POSTECH機械工学科のKim Seok教授が率いる研究チームは、2026年6月30日、厚さ約14マイクロメートルの超薄型シリコンチップを10層超で安定的に積み重ねる新しい接合プロセスを発表した。研究には統合課程のUhyeon Kim氏と、韓国生産技術研究院(KITECH)のHohyun Keum博士が共同で取り組んだ。成果は学術誌Results in Engineering(Elsevier/ScienceDirect刊)にオンライン掲載され、DOIは10.1016/j.rineng.2026.111194、研究資金は韓国研究財団(NRF)の「PIM人工知能半導体核心技術開発事業」などから拠出された。

チップの移動と接合、電気的接続を1つの工程で完了させる「転写プリント」と「実時間ボンディング」を統合し、温度180℃以下、圧力20kPa以下という低温低圧の条件下で銅とスズを反応させるCu-Sn拡散接合を同時に進行させた。この条件により層間のアライメント誤差や反りを最小限に抑えたと研究チームは説明する。同じ高さのパッケージに収めた場合、既存の12層(12-Hi)HBM構造に対しておよそ4倍のチップ枚数を積める計算になるという。この「4倍」はあくまで同一パッケージ高さでの比較であり、性能そのものが4倍になるという意味ではない。

海外の技術専門媒体も、この接合プロセスが10層を超えるスタック全体で機械的な歪みを最小限に抑え、層間の正確なアライメントを維持したと伝えている。ただしScienceDirect掲載の論文本体は自動巡回ツールでのアクセスが制限されており直接確認できておらず、アライメント誤差や接合強度の具体的な数値までは本記事では特定できていない。

転写プリントと実時間ボンディングが変えた接合の順序

現在量産されているHBMの接合方式は主に2つある。SK hynixが採用するMR-MUF(Mass Reflow Molded Underfill)は、シリコン貫通電極(TSV)でつないだダイをリフロー(はんだの溶融)で一括接合した後、モールド樹脂で隙間を埋める。Samsungが採用するTC-NCF(Thermal Compression Non-Conductive Film)は、ダイ間に絶縁フィルムを挟み、熱と圧力を加えて圧着する。両社とも、次世代のHBM4E以降では金属パッドと絶縁膜を直接接合し、はんだや樹脂の層を挟まないハイブリッドボンディングへの移行時期を見直している段階にある。

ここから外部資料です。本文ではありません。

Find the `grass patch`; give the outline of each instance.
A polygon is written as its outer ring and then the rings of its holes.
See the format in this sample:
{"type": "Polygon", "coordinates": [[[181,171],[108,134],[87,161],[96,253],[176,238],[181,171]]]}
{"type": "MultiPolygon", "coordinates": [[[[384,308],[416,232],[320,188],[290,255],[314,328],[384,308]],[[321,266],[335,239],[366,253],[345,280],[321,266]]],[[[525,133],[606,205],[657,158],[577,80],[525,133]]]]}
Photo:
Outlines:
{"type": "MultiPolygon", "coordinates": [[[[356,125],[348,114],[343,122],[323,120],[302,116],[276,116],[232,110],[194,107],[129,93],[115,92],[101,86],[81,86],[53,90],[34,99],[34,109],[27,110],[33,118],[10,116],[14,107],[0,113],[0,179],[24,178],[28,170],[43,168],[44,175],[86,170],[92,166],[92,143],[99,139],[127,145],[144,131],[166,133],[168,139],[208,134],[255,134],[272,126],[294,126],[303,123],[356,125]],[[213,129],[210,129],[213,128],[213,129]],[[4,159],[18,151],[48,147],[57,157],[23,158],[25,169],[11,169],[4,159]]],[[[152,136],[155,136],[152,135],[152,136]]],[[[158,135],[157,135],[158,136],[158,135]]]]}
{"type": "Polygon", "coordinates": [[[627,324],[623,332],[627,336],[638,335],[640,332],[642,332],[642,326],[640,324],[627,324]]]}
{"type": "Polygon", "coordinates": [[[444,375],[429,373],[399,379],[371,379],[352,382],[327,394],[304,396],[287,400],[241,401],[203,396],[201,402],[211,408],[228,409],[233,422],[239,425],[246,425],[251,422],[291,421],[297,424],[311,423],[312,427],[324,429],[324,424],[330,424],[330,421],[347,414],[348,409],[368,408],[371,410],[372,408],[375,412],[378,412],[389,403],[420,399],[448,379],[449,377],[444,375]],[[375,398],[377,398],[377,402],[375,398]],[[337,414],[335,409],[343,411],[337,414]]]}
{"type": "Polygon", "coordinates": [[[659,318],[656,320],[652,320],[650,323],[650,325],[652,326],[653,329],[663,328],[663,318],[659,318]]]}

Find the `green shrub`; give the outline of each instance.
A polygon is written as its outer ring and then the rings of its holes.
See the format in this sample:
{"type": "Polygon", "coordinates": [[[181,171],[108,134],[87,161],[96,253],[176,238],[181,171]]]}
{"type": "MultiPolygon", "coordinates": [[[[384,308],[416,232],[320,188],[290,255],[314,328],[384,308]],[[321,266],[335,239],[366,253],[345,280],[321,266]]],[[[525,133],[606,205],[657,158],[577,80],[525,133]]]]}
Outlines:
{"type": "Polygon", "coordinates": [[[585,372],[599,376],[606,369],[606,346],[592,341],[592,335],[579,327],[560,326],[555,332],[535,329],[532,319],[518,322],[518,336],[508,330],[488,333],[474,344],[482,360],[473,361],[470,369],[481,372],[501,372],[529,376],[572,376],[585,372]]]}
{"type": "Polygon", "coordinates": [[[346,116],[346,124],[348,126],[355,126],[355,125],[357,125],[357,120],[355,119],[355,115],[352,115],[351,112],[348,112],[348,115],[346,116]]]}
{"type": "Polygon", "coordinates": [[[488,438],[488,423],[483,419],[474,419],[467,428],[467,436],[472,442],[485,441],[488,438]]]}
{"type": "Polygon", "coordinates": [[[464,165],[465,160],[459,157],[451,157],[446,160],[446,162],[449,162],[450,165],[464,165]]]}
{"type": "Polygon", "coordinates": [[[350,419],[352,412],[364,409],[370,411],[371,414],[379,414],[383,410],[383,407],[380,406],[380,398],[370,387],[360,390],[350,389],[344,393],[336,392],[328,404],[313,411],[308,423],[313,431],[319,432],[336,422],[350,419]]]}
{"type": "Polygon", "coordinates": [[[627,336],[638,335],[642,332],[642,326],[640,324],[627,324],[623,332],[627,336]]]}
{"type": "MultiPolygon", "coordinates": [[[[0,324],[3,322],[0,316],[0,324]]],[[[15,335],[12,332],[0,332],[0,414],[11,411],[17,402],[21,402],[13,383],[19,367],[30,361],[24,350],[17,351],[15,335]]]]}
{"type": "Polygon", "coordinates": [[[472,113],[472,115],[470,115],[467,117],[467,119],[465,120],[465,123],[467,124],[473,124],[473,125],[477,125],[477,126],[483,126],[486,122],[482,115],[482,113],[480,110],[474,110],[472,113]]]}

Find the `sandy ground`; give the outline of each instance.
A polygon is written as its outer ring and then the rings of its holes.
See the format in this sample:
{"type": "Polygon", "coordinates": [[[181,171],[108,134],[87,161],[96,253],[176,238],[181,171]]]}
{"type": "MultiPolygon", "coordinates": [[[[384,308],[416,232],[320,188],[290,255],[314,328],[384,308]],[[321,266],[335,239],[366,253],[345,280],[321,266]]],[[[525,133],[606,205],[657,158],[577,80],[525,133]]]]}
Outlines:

転写プリントで薄膜チップを目的の位置へ移動させながら、同時にCu-Sn拡散接合による電気的な接続を完了させる。研究チームによれば、位置合わせと接合を1つの動作にまとめることで工程間の誤差が積み重なる余地を減らし、14マイクロメートルという極薄のダイでも反りを抑えながら10層を超える積層を可能にしたという。

ハイブリッドボンディングは高精度な平坦化と数百度規模の熱処理を要することが多く、TC-NCFも熱圧着の過程でダイに熱応力がかかる。MR-MUFもリフロー時の急速な加熱でダイに熱衝撃が生じうる。POSTECHが採用した180℃以下、20kPa以下という低温低圧の条件は、薄いダイほど熱や圧力で反りやすいという制約への対応であり、接合温度の低さがここで効いている。薄型化を追求するほど接合方式の見直しが避けられないという業界共通の課題に、異なる切り口で応えている。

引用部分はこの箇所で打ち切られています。